Personal information
- Born: 23 November 1977 (age 48) Šibenik, SR Croatia, SFR Yugoslavia
- Nationality: Croatia
- Height: 1.96 m (6 ft 5 in)
- Weight: 110 kg (240 lb)
- Position: Defender

Senior clubs
- Years: Team
- –: VK Šibenik
- –: Mladost Zagreb
- –: Jug Dubrovnik
- 2015–2019: Olympiacos
- –: VK Solaris

National team
- Years: Team
- –: Croatia

= Andrija Komadina =

Croatian water polo player

Andrija Komadina (born 23 November 1977) is a Croatian former professional water polo player. He was a member of the Croatia men's national water polo team, played as a defender. He was a part of the Croatian team that won the fourth place at the 2005 World Championship and the fourth plaće at the 2006 World Cup. On club level, he played most notably for VK Šibenik, HAVK Mladost, VK Jug Dubrovnik and VK Solaris in Croatia, as well as for Olympiacos in Greece.
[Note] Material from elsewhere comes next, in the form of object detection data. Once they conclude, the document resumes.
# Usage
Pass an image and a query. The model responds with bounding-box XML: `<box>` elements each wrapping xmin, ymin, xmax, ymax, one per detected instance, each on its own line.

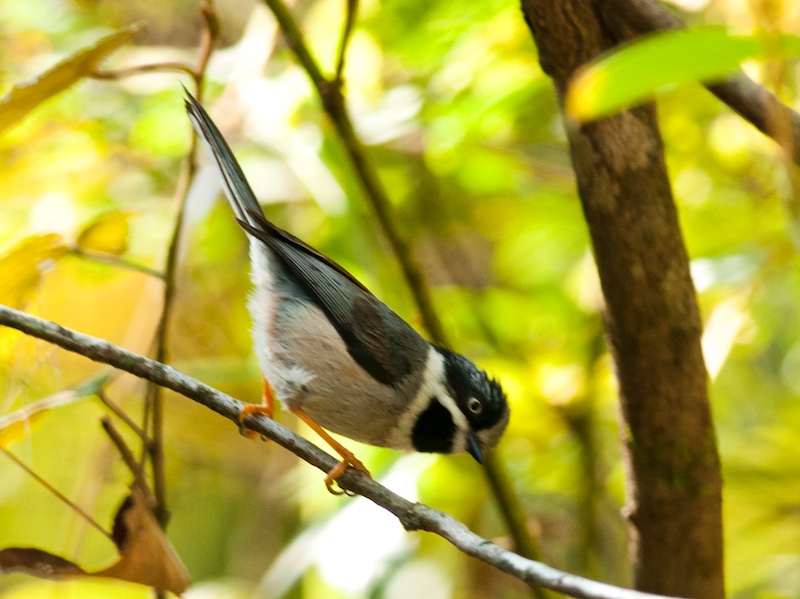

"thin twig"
<box><xmin>335</xmin><ymin>0</ymin><xmax>358</xmax><ymax>84</ymax></box>
<box><xmin>0</xmin><ymin>305</ymin><xmax>688</xmax><ymax>599</ymax></box>
<box><xmin>264</xmin><ymin>0</ymin><xmax>447</xmax><ymax>345</ymax></box>
<box><xmin>0</xmin><ymin>446</ymin><xmax>116</xmax><ymax>544</ymax></box>
<box><xmin>97</xmin><ymin>389</ymin><xmax>150</xmax><ymax>445</ymax></box>
<box><xmin>100</xmin><ymin>416</ymin><xmax>153</xmax><ymax>503</ymax></box>
<box><xmin>92</xmin><ymin>62</ymin><xmax>195</xmax><ymax>81</ymax></box>
<box><xmin>70</xmin><ymin>248</ymin><xmax>164</xmax><ymax>281</ymax></box>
As a member of Jug Dubrovnik, he won the 2005–06 LEN Euroleague and as a member of Olympiacos from 2006 to 2011 he won 5 Greek Championships (2007–2011), 5 Greek Cups (2007–2011) and the fourth place in the Final Four of the 2006–07 LEN Euroleague. He is currently the president of VK Vodice. He is 6 ft 5 in (1.96 m) tall and weighs 240 lb (110 kg).